Biedroń: Mandatów nie zapłacili ci, którzy twierdzą, że ich ból jest większy od naszego bólu

Biedroń: Mandatów nie zapłacili ci, którzy twierdzą, że ich ból jest większy od naszego bólu

Robert Biedroń
Robert Biedroń Źródło: Newspix.pl / Mikolaj Zacharow
W sobotę 30 maja kandydujący na prezydenta Robert Biedroń podczas swojego wystąpienia w Pabianicach wziął PiS i PO w jeden nawias. Stwierdził, że rządy oby tych prawicowych partii trwały wystarczająco długo i czas na zmianę

– Przeszliśmy długą drogę, żeby stanąć dziś razem i powiedzieć, że jesteśmy gotowi.

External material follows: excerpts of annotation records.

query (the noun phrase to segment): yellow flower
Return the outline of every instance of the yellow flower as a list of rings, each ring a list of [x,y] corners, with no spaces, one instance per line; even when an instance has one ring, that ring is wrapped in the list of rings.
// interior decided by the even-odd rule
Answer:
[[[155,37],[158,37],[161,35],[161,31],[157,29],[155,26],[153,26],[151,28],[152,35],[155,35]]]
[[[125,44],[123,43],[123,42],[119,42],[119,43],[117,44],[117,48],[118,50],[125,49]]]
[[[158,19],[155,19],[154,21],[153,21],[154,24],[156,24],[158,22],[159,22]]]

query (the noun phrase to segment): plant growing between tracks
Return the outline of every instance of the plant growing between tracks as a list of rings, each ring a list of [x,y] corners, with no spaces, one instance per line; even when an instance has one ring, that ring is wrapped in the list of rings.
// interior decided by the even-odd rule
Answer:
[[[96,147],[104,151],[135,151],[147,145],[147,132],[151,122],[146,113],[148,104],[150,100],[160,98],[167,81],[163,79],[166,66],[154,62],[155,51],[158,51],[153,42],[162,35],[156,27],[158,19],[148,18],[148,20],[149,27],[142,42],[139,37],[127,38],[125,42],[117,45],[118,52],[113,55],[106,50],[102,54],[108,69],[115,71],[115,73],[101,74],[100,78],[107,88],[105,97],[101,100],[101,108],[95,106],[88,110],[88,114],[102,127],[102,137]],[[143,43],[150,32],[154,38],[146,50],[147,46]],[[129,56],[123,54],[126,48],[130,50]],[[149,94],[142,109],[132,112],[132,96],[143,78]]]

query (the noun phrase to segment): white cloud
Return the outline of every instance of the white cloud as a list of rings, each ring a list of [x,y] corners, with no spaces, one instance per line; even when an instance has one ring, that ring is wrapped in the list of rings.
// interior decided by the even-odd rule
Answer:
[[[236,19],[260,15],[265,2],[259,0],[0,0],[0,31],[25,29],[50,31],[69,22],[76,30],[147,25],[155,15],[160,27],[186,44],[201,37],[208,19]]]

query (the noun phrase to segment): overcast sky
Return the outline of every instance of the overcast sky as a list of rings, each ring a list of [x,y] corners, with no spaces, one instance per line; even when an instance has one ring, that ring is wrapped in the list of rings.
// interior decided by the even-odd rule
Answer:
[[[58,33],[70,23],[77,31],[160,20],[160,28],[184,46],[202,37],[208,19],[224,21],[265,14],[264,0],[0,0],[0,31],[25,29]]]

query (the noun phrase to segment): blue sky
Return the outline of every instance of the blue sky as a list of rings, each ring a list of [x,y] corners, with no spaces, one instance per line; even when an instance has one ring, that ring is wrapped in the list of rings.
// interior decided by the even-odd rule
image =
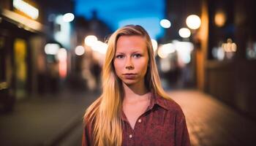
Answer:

Po 15 latach rządów prawicy, polska lewica jest gotowa, aby wziąć odpowiedzialność nie tylko za Polskę, ale i za całą Europę. Zbudować dom, który będzie domem dla nas wszystkich, bez wykluczeń i bez podziałów. Koniec podziałów prawicy – podkreślał Biedroń.

Polityk Lewicy przypomniał prezydenturę Aleksandra Kwaśniewskiego, która jego zdaniem była najlepszą od 89' roku. – To nie jest państwo jednej partii. To jest nasza wspólnota, którą budowaliśmy nie tylko przez ostatnie 30 lat, ale od drugiej wojny światowej. Kto jak nie lewica ma zszyć Polskę? To my pokazywaliśmy wielokrotnie, że daliśmy Polsce najlepszego prezydenta po 89 roku, Aleksandra Kwaśniewskiego, i dziś potrzebujemy znów takiego prezydenta, który będzie łączył a nie dzielił, stał po stronie tych, którzy są marginalizowani – mówił.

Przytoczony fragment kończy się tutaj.